The VSS Unity's third launch marked the first time a Virgin Galactic spaceship entered the mesosphere, a middle layer of Earth's atmosphere 30 to 50 miles above its surface, an altitude too high for commercial aircraft and weather balloons to reach. Company heads hope the successful test proves its first round of space tours isn't too far off.

The "space plane," propelled by rockets for more than 40 seconds to reach a speed of Mach 2.47, traveled more than 170,800 feet in the atmosphere. The next step, Virgin engineers said, is to cross the Kármán Line, 62 miles above the Earth's sea level, which is commonly considered the point where the atmosphere ends and space begins.

But the VSS Unity might have flown even closer to the edge of space than previously thought, according to new research released Wednesday that claims the Kármán Line is actually 43 to 55 miles from the Earth's surface. There, aircrafts must travel at a speed greater than orbital velocity to remain in the air.

The Unity's initial launch in April, when it reached an altitude of 84,000 feet at Mach 1.87, was the company's first in four years since the failed flight of its SpaceShipTwo in October 2014. That craft broke and crashed after launch, killing one of the pilots and injuring another, who escaped with a parachute.

Virgin Galactic's SpaceShipTwo flies over the Mojave Desert in southeastern California in August 2013. The company's VSS Unity spacecraft successfully reached an altitude of 30 miles at more than twice the speed of sound in a July test flight. (Photo by Reuters/Gene Blevins)

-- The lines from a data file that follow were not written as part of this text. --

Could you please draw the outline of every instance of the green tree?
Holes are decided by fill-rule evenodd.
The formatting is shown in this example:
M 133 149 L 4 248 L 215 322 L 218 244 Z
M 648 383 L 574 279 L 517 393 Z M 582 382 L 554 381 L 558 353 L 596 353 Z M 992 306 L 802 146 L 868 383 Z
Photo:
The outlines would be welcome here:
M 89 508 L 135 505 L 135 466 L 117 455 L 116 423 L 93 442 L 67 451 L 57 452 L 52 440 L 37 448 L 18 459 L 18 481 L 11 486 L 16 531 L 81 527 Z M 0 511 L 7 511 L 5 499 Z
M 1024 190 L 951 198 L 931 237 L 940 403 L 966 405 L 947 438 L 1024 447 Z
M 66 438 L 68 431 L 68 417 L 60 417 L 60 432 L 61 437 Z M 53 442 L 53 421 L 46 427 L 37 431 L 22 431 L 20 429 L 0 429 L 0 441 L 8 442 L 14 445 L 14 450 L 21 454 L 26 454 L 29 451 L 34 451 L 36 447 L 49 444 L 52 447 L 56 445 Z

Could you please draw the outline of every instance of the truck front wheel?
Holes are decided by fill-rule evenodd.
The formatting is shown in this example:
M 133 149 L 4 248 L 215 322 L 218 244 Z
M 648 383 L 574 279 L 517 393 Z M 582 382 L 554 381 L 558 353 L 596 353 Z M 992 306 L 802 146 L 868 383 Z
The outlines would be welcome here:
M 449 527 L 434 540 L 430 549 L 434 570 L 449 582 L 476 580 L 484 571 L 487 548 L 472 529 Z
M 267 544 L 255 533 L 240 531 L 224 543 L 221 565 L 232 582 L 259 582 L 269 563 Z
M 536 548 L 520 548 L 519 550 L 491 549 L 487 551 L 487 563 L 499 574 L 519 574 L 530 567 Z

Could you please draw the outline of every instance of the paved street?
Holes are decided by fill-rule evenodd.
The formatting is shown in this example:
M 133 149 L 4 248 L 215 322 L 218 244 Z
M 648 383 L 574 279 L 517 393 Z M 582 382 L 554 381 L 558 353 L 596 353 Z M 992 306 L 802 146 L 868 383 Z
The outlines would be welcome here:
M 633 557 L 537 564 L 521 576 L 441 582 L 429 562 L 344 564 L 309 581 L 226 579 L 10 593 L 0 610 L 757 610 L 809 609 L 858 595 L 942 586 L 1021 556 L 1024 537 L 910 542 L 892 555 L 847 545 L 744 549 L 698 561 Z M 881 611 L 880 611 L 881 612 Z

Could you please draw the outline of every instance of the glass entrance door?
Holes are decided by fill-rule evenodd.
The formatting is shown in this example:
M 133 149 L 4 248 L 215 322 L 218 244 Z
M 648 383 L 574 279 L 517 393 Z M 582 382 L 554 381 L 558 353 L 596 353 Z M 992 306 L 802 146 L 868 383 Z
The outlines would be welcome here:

In May, Virgin Galactic founder Richard Branson said the rockets were only "two to three" tests away from use in commercial flights. The company is in close competition with Blue Origin, Jeff Bezos's aerospace venture, which has already launched its New Shepard space capsule more than 66 miles high, skimming the bounds of space. Tours could begin sometime next year, Bezos said. For up to $300,000, passengers aboard the six-person craft can unbuckle their seat belts and float in zero gravity for a portion of their trip.

Boeing, however, might beat them both. The company successfully launched the engine that powers its Phantom Express space plane 10 times in 10 days earlier in July and created for the Air Force two X-37B space planes, used to conduct classified suborbital research. The Express plane, set for a test flight in 2021, uses only one engine to propel it more than 40 to 60 miles high in the atmosphere, CBS reported.

Delays have plagued nearly every commercial aerospace company's goals for future space flight. In 2017, SpaceX founder Elon Musk promised he'd send two tourists to the moon (for $300 million each) on the company's "Big F---ing Rocket" (BFR). But when the rocket's development stalled this year, company officials postponed the flight until an unknown date in 2019.

So far, only seven "tourists" have sojourned in space, with lodging at the International Space Station, which grew too crowded to accommodate tourists in 2009.

Correction: The headline has been changed to reflect the fact the Virgin Galactic spaceplane flew at twice the speed of sound, not the twice speed of light as previously stated.